Кавказ. Выпуск XIII. В плену у горцев - Сборник 5 стр.


В 1864 году явился новый пленник Рыженков, и я вновь был потребован для опознания, и когда пленник был предъявлен, то я без труда узнал в нем того действительного пленника Степана Михайловича Рыженкова, который вместе со мной и другими был взят черкесами в плен перед вечером в среду 24 сентября 1830 года.

Во все время нахождения моего в плену гораздо больше было прискорбных приключений и невзгод со мной против тех, которые мной описаны, но я их не могу теперь все вспомнить, а вкратце записал только то, что не забыл[2].

1 августа 1900 годаКофанов М. [Х. Кофанов]. В плену у горцев в 1830 и 1831 годах // Труды Ставропольской ученой архивной комиссии. Ставрополь, 1914. Вып. 6. С. 311.

Черноморский казак

Лев Екельн. Из записок русского, бывшего в плену у черкесов

Лев Филиппович Екельн  помимо «Из записок русского, бывшего в плену у черкесов», является также автором литературного произведения «Джекнат и Бока.
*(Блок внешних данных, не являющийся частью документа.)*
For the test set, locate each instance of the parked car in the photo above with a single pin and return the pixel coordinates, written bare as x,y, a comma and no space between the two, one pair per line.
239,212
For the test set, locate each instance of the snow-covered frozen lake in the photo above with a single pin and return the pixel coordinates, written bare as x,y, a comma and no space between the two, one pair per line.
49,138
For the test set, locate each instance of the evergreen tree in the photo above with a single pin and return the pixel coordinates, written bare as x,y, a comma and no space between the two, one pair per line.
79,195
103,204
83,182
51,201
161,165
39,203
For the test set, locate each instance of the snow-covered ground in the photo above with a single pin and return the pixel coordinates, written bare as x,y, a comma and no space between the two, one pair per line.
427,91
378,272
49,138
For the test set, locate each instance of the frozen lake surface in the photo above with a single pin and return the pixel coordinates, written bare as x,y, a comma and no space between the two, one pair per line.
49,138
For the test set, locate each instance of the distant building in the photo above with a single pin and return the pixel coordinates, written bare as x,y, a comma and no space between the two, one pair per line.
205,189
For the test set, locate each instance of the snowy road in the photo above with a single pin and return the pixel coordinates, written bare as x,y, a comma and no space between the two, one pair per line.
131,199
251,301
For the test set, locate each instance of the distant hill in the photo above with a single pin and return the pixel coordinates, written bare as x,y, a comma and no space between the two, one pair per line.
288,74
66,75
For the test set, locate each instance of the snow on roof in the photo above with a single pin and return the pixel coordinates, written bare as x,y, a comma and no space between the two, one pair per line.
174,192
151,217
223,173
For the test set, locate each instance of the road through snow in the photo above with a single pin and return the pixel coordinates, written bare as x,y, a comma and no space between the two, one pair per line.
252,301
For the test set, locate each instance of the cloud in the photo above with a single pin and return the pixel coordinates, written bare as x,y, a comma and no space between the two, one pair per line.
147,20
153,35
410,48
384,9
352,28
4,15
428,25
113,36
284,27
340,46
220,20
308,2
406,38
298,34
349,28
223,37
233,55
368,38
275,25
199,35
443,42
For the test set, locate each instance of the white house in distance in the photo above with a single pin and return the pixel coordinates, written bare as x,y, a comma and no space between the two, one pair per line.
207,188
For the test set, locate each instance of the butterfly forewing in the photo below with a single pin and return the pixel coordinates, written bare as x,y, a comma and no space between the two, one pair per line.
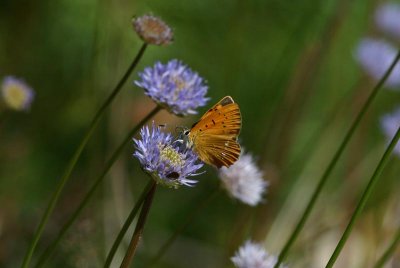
214,137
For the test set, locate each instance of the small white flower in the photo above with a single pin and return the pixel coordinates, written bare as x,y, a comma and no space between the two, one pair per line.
375,57
243,180
390,123
253,255
387,18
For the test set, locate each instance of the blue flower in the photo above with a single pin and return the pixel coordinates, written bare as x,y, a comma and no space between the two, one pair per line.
174,86
387,18
389,124
375,57
168,162
16,94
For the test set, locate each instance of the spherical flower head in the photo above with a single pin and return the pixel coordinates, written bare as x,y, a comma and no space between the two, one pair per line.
167,161
16,94
244,180
174,86
152,30
253,255
387,18
375,57
390,123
Чеченская повесть» (Отечественные Записки. 1843. Т. 31.  11).

Л. Ф. Екельн  дежурный штаб-офицер штаба Отдельного Оренбургского корпуса, майор, «состоящий по кавалерии». В Оренбурге был дружен с А. Н. Плещеевым, который ценил его душевные качества. Тесные отношения с Екельном поддерживали другие опальные.
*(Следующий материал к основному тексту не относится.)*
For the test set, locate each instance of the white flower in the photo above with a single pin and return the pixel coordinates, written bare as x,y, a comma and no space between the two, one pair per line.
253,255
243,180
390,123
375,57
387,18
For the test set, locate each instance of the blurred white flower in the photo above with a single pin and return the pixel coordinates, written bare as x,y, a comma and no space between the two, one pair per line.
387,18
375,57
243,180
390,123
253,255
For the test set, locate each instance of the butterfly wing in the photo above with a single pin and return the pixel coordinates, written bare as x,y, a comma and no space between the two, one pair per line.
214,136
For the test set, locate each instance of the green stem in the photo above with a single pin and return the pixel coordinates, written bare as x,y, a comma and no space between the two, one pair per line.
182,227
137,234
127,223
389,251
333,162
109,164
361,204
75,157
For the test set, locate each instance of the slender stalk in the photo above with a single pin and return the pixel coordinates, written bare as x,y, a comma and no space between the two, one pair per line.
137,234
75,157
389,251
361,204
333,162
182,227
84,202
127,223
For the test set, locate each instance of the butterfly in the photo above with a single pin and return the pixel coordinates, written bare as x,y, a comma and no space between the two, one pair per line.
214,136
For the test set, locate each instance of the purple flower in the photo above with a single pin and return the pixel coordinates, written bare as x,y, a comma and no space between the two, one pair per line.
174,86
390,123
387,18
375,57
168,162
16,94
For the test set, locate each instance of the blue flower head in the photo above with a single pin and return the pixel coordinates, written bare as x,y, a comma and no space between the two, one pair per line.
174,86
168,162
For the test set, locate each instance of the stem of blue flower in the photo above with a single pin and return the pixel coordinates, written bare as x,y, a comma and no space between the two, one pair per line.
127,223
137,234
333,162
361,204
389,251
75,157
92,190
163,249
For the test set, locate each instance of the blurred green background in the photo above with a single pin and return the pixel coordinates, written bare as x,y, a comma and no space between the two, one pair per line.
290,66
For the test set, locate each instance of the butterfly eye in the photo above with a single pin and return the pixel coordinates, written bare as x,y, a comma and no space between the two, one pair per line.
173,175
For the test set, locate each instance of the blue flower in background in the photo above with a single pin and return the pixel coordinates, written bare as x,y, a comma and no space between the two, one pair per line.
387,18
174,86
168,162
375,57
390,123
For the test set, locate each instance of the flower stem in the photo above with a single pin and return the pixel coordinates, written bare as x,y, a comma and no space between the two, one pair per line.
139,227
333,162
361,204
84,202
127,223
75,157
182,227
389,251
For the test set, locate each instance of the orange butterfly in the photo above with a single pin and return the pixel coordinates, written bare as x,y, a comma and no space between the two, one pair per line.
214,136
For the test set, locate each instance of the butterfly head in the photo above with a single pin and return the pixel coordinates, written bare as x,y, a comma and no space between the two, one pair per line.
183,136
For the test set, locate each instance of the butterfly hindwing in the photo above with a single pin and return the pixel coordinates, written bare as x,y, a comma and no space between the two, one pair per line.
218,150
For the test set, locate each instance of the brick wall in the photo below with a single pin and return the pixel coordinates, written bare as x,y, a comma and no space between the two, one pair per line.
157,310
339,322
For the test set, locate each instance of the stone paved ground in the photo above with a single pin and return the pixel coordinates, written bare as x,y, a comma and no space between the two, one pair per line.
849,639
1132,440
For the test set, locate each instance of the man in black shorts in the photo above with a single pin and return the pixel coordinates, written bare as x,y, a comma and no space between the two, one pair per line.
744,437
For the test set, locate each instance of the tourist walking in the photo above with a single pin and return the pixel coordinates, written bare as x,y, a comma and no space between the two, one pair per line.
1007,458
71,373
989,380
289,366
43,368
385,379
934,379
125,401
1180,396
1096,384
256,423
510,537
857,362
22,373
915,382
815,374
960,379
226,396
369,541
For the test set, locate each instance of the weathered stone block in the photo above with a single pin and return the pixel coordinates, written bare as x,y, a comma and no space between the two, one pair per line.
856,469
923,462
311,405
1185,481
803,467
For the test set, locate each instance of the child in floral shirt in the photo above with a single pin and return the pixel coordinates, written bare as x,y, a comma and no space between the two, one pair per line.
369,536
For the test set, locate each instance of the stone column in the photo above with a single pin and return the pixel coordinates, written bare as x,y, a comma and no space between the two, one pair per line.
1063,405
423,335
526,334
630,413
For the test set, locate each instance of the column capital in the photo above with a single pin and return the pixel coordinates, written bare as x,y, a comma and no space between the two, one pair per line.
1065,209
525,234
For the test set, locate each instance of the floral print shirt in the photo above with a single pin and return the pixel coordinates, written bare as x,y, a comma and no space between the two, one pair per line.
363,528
Вот что можно почерпнуть о нем в Интернете: «Его положение позволяло ему влиять на судьбу Шевченко, и мы возлагали на него надежду»,  писал впоследствии Б. Залеский, характеризуя Екельна как «доброго человека». Шевченко узнал о Екельне от Залеского, вероятно, не ранее 1853 года. «Еще раз благодарю тебя за копию Монаха и  я тебе как Богу верю  ежели Лев Филиппович такой человек, как ты говоришь, то и ты, и он скоро увидите и Актау и Каратау, ежели не красками, то по крайней мере сепию». Речь идет о рисунках Шевченко, которые он, в силу царского приговора, мог делать лишь тайком; отсюда понятно, как характеризовал Залеский одного из близких помощников генерал-губернатора.

В 1854 году Екельн был отчислен от должности дежурного штаб-офицера и назначен исполняющим обязанности члена Омской полевой провиантской комиссии.

Путь от аула Чишки до аула Доч-Морзей[3]

Из Чишек до Доч-Морзей две дороги: одна идет по горам и утесам, образующим славное Аргунское ущелье, другая  по руслу реки. Газий (князь) выбрал последнюю, сотворив обычную полуденную молитву; князю и его мюридам подвели коней, меня посадили на круп лошади какого-то чеченца. Авангард тронулся; за ним, в 60 шагах, вновь пожалованный начальник (после смерти славного Эрс-мирзы Шамиль, голова бунтующих горцев, назначил на место его Газия, мюрида и соотечественника своего, начальником следующих аулов: Чишки, Доч-Морзей, Улус-Керты, Исмаил-Ирвей, Войхёнах и Муссейнюрт), имея по бокам в пяти или десяти шагах по нескольку человек наездников; наконец арьергард. Толпа народу проводила князя, осыпая желаниями здоровья и успехов. Выехав из аула, мы повернули налево, к берегам вольного Аргуна. Последний раз простился я взорами с Чишками, памятными зверским обращением со мной Голегы и жестокой болезнью. Аул с высокими пирамидами кукурузы медленно тонул в осеннем тумане. Прощай!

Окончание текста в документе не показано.